The traditional institution of marriage in America is in trouble.
The marriage-failure rate is 50 percent for those who attend church and consider themselves Christians as well as for those who profess no religious affiliation, according to research by marriage counselors M. Mike McNair and his wife, Linda McNair, who have created the Show Your Love Marriage and Relationship Ministry.
The McNairs, who have been married for three decades, however, believe that marriage still works and remains the backbone of our community. They have a passion for marriage ministry and for each other. They are both pursuing doctoral degrees in pastoral and community counseling.
They conducted a workshop for the marriage ministry at Rising Star Baptist Church in Youngstown, and my wife, Cherrie, and I were among the 16 couples who attended their weekend presentation at the beautiful Bertram Inn & Convention Center in Aurora. In our group, one couple had been married 45 years. And we had three couples who have been married less than two years. Cherrie and I celebrate our 28th anniversary in July.
The McNairs gave a down-to-earth, practical and comedic presentation about the challenges facing marriage, why marriages fail and the ways marriages can be enhanced.
Mike, who is associate pastor of Metro Assembly of God Church in Youngstown, pointed out that there is a 65 percent failure rate for second marriages and a 75 percent failure rate for third or later marriages.
He added that many marriages go through what he called the “power struggle stage.” The average marriage in distress, he said, lasts five to seven years before the couple decides to come in for counseling.
Mike pointed out that 95 percent of couples are still married by a preacher, and on average, those who are married and are connected by their faith have a longer marriage and longer life span.
He also said something that stuck with me: “Love has labor to it,” he said. “No labor, no love.” In other words, you have to work on your marriage every day.
The McNairs believe in the power of agreement that is available when two people are on one accord. That power, however, is often forfeited because of selfish ambition, unkindness and a word that many people don’t like to use anymore in the 21st century — sin.
They began their presentation Friday with a skit in which they depicted some of the expectations spouses bring into their marriage. One of the things they discussed was that couples believe they will be able to change their spouse to meet their expectations.
“Marriage is like two bodies of water coming together,” said Linda, a licensed marriage and family therapist. “There are rapids, and twists and turns.

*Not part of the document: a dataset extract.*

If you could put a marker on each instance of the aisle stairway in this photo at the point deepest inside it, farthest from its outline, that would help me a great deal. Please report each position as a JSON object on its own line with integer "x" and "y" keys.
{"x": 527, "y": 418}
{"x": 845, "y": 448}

But if you ride out those rapids, and work together to navigate those twists and turns, the body of water is wider, deeper and smoother.”
She added that marriage is a living organism, and like all living things, it must by nurtured and lovingly cared for by husband and wife.
They gave us assignments for Friday evening that resulted in intimate, eye-opening conversations and several beautiful poems and songs about our marriages that were shared Saturday.
The McNairs also provided several useful handouts on things and ways to make a big difference in your marriage. They emphasized that taking care of the little things together can stave off big problems in the marriage down the road.
One handout came from the Coalition for Marriage and Couples Education (www.smartmarriages.com). Here are some of the little things you can do that can have a big payoff for your marriage:
Give your spouse a compliment, and brag about your spouse to others when your spouse is within earshot.
Find something to laugh about.
Have a shared activity both of you can enjoy.
Take time to touch.
Be willing to compromise.
Treat your spouse the way you want to be treated.
Smile at each other.
Discuss the things that bother you.
Take time to talk and listen to each other. Without communication, any team is in trouble.
Chart a course that establishes a shared vision for your marriage.
On Saturday, the McNairs split the group, with Linda leading the women in frank discussions about marriage apart from their husbands, who went to a similar session with Mike.
The Bible teaches that God instituted marriage thousands of years ago as a way to repopulate the Earth and establish a global society that would honor him. Sin, of course, changed that plan. But that doesn’t mean marriages have to continue to break down or end in divorce.
The McNairs believe the abundant life God promised in the Scriptures includes a passionate, purposeful marriage.
The weekend ended at Rising Star on Sunday, where the couples who participated in the workshop, as well as those who attended the morning worship service, renewed their wedding vows. The day ended with dinner at Johnny’s in Boardman.
I believe in marriage and that it truly is the foundation for our community. I also believe the chaos we see in our society today is due to the breakdown of the family, beginning with failed marriages.
I implore all married couples, and singles contemplating marriage, to attend workshops such as those conducted by the McNairs and others who are concerned about maintaining and improving marriage. Check out the McNairs at their website, www.sylmarriage.com.